Yankees make odd bullpen decision ahead of Opening Day

yankees, greg weissert

The New York Yankees have had to make several difficult roster decisions ahead of opening day at 1 PM against the San Francisco Giants. The big news has already been delivered, with Anthony Volpe winning the starting shortstop job outright, but there have been some fluctuations in the outfield, as veteran Rafael Ortega opted out of his contract and Estevan Florial headed for New York with the team.

However, general manager Brian Cashman signed Franchy Cordero, formally of the Boston Red Sox and Baltimore Orioles, to a major league contract after having a dominant spring.

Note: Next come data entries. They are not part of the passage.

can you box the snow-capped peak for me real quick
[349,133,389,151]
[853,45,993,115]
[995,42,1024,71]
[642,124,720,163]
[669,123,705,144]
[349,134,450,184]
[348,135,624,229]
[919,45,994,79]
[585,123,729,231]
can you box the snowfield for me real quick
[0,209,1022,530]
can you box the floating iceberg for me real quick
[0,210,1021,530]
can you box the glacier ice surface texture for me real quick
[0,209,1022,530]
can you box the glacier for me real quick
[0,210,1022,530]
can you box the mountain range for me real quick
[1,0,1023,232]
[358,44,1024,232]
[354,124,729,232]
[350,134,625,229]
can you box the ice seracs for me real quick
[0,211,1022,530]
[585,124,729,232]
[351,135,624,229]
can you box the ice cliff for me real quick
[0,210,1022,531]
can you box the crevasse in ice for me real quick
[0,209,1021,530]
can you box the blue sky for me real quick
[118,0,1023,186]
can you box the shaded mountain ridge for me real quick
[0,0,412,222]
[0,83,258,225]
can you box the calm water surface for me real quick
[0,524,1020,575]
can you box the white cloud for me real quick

The Yankees still have questions in the bullpen:

Despite things still in flux regarding the outfield, the bullpen is still a reason for apprehension, especially after management sent down Greg Weissert and Ian Hamilton, two promising arms who should be on the 26-man roster.

Weissert struggled in his first MLB action last year, hosting a 5.56 ERA over 11.1 innings, but he didn’t give up a run over his last four appearances, putting together more consistent play after the initial shock. Weissert earned a 3.68 ERA this spring across 7.1 innings, striking out seven batters and logging a 0.95 WHIP. He gave up one earned run over his last three spring outings, accumulating 3.1 innings in that sample size and striking out two batters.

Weissert generates frisbee-like action on his pitches, utilizing a fastball, change-up, and slider. He needs a bit more MLB experience under his belt to build confidence and comfort, but I wouldn’t expect him to be with Triple-A Scranton for long since he may serve as the first-choice option to be promoted.

On the other hand, Hamilton put together a strong spring performance at 27 years old. They sent him back to Triple-A, bringing him in as a non-roster invite after spending the 2022 season in Minnesota. He enjoyed 28.2 innings with their Triple-A affiliate and 2.2 innings at the MLB level.

In triple-A, he hosted a 1.88 ERA and 11.30 strikeouts per nine with a 78% left-on-base rate and 51.6% ground ball rate. This spring, however, he was electric, producing nine scoreless innings and collecting six strikeouts with a 0.89 WHIP.

Hamilton has good stuff, and the Yankees would be foolish not to utilize him during the season. Ian utilizes a fastball and slider combination at about an even split. His fastball averages around 95 mph, and his slider 97 mph. His velocity has dipped over the past few years, but he certainly produced quality over the past few weeks, indicating he could play a part in the bullpen this season.

The Yankees have too many RHP, so they may be looking to add a bit of diversity to their bullpen, which might be why Weissert and Hamilton ended up in Scranton.